Ta strona została przepisana.

— Dobrze ich dosiało! — rzekł Niwiński, kręcąc głową w podziwie.
— I, Niemcy nie są tacy straszni! Jak na nich huknąć — słuchają nie gorzej od Moskali. Oni tylko udają białych — ale to naród niewolniczy!
To rzekłszy Czech, wsparł się pod bok i przyglądał się przechodzącym obok niego Niemcom.
Każdy jeniec, mijając go, prostował się i robił ostro głową ruch „w lewo patrz“.
— Patrz, jak się dadzą wytresować. Będą oni jeszcze wnukom opowiadali o tem — a to też propaganda. Niech Niemiec wie, że i Słowianin może być panem.
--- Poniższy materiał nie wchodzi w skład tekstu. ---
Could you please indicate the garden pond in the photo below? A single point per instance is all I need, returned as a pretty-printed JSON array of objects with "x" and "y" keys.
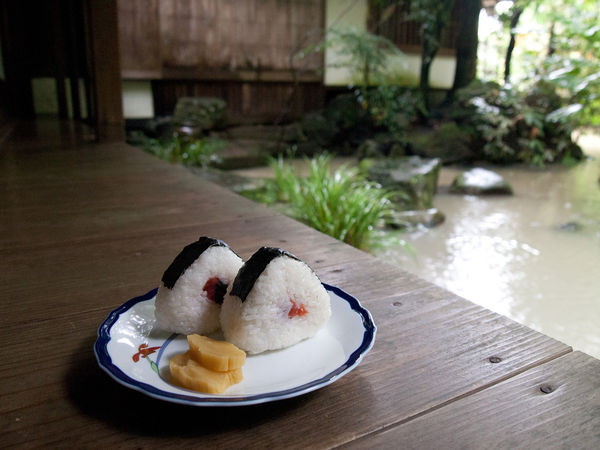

Niedaleko Omska, to znaczy w odległości jakich ośmiu godzin jazdy koleją do Omska, w miejscowości Marjewka, eszelon Rady Narodowej zatrzymał się i podróżni wysiedli, aby oddać cześć dwom bratnim mogiłom Czechów, padłych tu w bojach z bolszewikami.
Polacy wysiedli też.
, Mogiły znajdowały się niedaleko toru kolejowego — jedna na łące, druga na polanie wśród lasu. Stanęli Czesi nad mogiłami i odśpiewali swój hymn narodowy, zaś Niwiński, słuchając go, myślał, jakie jest przeznaczenie tej ziemi, w którą dzieje wstrzykiwały tak wiele krwi narodów słowiańskich, podstępnym sposobem nawet Czechów i Serbów tu przywlókłszy.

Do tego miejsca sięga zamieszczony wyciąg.